In February 1963, Mallard was sent to Nine Elms depot, followed by the Museum of British Transport in Clapham, south London. It then ran a series of special trains, including a run from Doncaster via Nottingham Victoria to Clapham Junction. Following a relaxation of the ban on steam locomotives in the UK in the 1970s, Mallard hauled a train from Stewarts Lane, Battersea to York via the Midland Main Line in on 12 April 1975 in preparation for the opening of the National Railway Museum, where it remained. This was followed by periods on display at York Works in June 1977 and Doncaster Works in June 1978. In the 1980s, Mallard was restored to working order to commemorate the 50th anniversary of its 1938 record speed run. Its first run took place on 26 March 1986 from York to Doncaster, and a series of other special trains were completed across England in 1986 to 1987. The locomotive's final run in operation was on 3 July 1988 from Doncaster to Scarborough and back, which was attended by several family members of the original train crew on the 3 July 1938 run. The trip was related to a special Mallard commemorative postage stamp.

In July 2003, Mallard was put on display outside the National Railway Museum as part of the 150th anniversary of Doncaster Works. It was taken outside again in July 2008 beside three other preserved A4s located in the UK, thus reuniting them for the first time since preservation. In 2013, six preserved A4s, including two in the United States and Canada, reunited at the museum for the 75th anniversary of Mallards record-breaking run. The same six A4s were displayed together at the National Railway Museum Shildon for a short time. In June 2010, Mallard was taken to Shildon where it remained a static exhibit until July 2011, when it returned to York. In July 2019, it made its first outside appearance since 2014 when it was displayed at York station alongside a Class 800 Azuma as part of the latter's launch by the London North Eastern Railway.

==Models==
Hornby Dublo first produced a model of Mallard in BR loco green for their 3-rail OO gauge system in 1958. Bachmann and Hornby have subsequently released models of Mallard several times in Garter Blue. Hornby released a model of Mallard in BR Express Passenger Blue and a limited-edition model in BR Dark Loco Green. Hornby also released a limited-edition model of 4468 in LNER form along with the other five surviving A4s in 2013. In 2023 Hornby released a TT120 scale model of "Mallard" in LNER garter blue livery along with "Silver King" in BR Brunswick green livery and "Falcon" in BR garter blue livery with white lining.

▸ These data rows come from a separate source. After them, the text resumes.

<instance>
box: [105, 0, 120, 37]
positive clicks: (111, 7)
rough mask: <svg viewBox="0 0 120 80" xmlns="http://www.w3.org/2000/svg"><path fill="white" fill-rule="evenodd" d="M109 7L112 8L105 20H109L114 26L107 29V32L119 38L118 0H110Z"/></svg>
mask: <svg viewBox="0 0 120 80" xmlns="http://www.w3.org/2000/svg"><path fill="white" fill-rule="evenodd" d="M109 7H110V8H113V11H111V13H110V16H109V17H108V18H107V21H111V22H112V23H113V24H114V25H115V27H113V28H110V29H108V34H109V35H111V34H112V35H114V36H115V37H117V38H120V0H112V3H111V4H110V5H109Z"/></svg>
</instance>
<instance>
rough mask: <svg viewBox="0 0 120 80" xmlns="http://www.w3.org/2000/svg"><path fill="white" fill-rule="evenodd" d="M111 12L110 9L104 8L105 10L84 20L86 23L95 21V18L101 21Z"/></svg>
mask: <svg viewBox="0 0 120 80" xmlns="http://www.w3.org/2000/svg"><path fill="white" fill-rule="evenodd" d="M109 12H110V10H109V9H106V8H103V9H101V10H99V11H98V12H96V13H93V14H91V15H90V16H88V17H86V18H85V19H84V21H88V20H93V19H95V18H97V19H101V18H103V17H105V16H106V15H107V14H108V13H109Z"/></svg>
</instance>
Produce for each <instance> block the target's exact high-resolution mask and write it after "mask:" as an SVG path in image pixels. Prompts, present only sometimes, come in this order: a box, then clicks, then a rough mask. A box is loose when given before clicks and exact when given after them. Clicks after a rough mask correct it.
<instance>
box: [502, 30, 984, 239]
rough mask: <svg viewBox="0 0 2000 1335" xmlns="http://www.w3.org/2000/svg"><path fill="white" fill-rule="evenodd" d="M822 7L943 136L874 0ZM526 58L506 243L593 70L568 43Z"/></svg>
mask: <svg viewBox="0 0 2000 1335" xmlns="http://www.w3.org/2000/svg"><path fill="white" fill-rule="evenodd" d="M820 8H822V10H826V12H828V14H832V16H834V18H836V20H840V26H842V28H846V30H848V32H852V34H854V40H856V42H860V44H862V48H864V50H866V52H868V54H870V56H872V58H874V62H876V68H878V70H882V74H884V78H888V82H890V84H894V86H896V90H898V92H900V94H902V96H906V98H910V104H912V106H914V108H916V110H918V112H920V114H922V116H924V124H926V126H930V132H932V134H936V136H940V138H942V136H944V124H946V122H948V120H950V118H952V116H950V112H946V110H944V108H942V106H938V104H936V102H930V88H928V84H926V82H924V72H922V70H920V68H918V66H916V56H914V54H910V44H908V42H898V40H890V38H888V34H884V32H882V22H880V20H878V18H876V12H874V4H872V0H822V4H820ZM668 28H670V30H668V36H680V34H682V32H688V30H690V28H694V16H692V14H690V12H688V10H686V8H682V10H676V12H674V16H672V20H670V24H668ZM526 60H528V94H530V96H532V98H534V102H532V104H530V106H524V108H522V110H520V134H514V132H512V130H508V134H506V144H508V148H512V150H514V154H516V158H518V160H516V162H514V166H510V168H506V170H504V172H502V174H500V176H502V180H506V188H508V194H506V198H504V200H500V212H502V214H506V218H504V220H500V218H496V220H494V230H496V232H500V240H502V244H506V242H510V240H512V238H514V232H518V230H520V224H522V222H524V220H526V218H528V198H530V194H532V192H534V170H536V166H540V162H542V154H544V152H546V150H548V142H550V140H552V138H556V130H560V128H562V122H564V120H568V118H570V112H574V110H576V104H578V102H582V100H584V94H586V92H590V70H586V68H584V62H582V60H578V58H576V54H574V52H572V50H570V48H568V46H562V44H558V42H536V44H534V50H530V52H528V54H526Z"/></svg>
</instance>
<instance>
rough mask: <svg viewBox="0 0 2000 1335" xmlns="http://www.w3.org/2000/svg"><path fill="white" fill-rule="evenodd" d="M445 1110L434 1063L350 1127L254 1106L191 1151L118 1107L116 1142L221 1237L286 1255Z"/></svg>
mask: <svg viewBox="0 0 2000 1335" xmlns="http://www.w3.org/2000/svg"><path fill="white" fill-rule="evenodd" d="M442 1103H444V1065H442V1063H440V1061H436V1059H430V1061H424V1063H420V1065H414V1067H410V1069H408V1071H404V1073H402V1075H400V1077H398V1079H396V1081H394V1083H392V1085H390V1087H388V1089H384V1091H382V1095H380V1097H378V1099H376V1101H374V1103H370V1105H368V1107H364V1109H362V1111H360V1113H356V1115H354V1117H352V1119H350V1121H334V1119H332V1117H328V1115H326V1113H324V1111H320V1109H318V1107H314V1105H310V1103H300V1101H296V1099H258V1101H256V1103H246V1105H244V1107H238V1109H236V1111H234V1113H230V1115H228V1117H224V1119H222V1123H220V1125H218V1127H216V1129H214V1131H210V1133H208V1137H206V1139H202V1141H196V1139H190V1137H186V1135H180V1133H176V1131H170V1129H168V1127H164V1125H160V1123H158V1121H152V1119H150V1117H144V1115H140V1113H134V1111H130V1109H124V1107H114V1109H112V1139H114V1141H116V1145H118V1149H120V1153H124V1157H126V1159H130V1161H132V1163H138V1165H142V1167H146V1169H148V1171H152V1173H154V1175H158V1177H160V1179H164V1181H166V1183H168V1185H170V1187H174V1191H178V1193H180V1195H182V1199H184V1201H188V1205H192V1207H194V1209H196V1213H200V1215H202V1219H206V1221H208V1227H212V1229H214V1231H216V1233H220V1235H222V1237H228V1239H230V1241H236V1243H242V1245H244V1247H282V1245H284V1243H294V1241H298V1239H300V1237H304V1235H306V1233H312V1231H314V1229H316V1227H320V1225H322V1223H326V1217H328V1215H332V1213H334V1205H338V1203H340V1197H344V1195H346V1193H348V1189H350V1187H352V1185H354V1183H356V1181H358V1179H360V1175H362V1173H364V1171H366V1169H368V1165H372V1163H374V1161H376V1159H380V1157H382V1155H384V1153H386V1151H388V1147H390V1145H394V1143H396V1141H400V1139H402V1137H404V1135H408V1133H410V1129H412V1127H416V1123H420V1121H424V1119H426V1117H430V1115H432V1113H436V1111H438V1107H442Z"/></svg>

A Corgi 1:120 scale model in Garter Blue was produced as part of a series entitled "Rail Legends".

==In popular culture==
- A painting of Mallard in her immediate post-war condition features on the 1993 Blur album Modern Life Is Rubbish. The painting was a stock image that Stylorouge—Blur's design consultants—obtained from a photo library in Halifax. According to Design Week magazine, the painting "evoked the feel of a Just William schoolboy's pre-war Britain".
- The 2013 song "East Coast Racer" by British progressive rock band Big Big Train tells the story of Mallards record-breaking run.
- On the US TV crime drama NCIS, the Hornby model of Mallard is a usual feature in some of the scenes that take place within the autopsy department. The model can usually be seen above the desk at the end of the room, and belongs to Dr. Donald "Ducky" Mallard (played by David McCallum).
- A brick sculpture of Mallard, known as the Brick Train and created by David Mach in 1997, can be found alongside the A66 road on the eastern outskirts of the town of Darlington, County Durham.